Thursday, December 14, 2017

Cardinal Innovation Center Today: Forrest Gump, Math Blogs and a Green Screen

Last week, the Cardinal Innovation Center continued to buzz with activity. For the 'ol Tech Coach, this is a dream come true. To my surprise, I was able to make some inroads with a teacher who has been known to be tech resistant. But as Katherine Goyette and I say in our coaching session on tech resistant teachers, you have to find an "in." For this teacher, the "in" was Math Blogs.

This teacher was looking for a new way to get her students motivated to study for their Advanced Math final. With our district putting an huge emphasis on writing across all disciplines, Math Blogs are able to kill two birds with one stone. 

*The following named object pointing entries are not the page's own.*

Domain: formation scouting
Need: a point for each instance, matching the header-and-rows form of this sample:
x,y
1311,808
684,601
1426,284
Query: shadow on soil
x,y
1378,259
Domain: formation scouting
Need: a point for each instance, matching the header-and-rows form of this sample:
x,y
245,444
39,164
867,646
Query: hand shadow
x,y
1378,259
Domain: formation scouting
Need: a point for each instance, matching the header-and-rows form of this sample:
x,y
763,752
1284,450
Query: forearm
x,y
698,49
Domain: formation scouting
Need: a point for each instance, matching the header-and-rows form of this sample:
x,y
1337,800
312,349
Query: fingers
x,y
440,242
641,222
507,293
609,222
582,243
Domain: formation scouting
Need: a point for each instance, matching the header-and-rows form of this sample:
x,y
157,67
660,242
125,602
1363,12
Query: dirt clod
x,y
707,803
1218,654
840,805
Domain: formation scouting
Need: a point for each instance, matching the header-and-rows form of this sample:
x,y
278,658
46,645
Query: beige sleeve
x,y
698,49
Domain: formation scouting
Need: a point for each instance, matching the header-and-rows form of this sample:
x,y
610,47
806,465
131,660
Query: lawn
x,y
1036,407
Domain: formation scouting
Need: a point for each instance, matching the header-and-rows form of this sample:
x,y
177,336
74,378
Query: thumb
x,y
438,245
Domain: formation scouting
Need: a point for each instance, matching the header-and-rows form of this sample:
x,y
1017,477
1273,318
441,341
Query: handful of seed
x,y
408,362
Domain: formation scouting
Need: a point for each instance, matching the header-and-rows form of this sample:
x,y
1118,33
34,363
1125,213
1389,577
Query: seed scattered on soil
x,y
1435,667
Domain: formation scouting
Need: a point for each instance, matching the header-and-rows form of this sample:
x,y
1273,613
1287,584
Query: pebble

A Math Blog is simple. Students start a blog with Blogger. From there, they work out groups of math problems one at a time. They use the webcam to take a picture of their work and insert it into the blogpost. Below the picture, they must write a rationale and or explain how they solved the problem in as much detail and in as many ways as possible. The teacher creates a hyperdoc with each student's name linked to their blog URL. This makes it easy for the teacher to evaluate student work and see student thinking.

With my world history classes, students, as part of their World War I unit, were given the option to write a Forrest Gump blog. What is a Forrest Gump blog? It is simply creating a fictional character and inserting them into historical events a la Forrest Gump. 

It is a chance for students to be creative and engage in writing some historical fiction. Wonder Woman's actions during World War I and Captain America in World War II other examples. Students were given a list of 8 events during World War I and tasked with writing blogposts for each event showing how their character was involved. 

Students who didn't choose the Forrest Gump blog option could have chosen to do the Green Screen Live News Report. They were given a list of 6 events from World War I and used the green screen to conduct "live" news reports on scene. Some pretended to interview "eye witnesses" while others used costumes and props to enhance their reporting skills.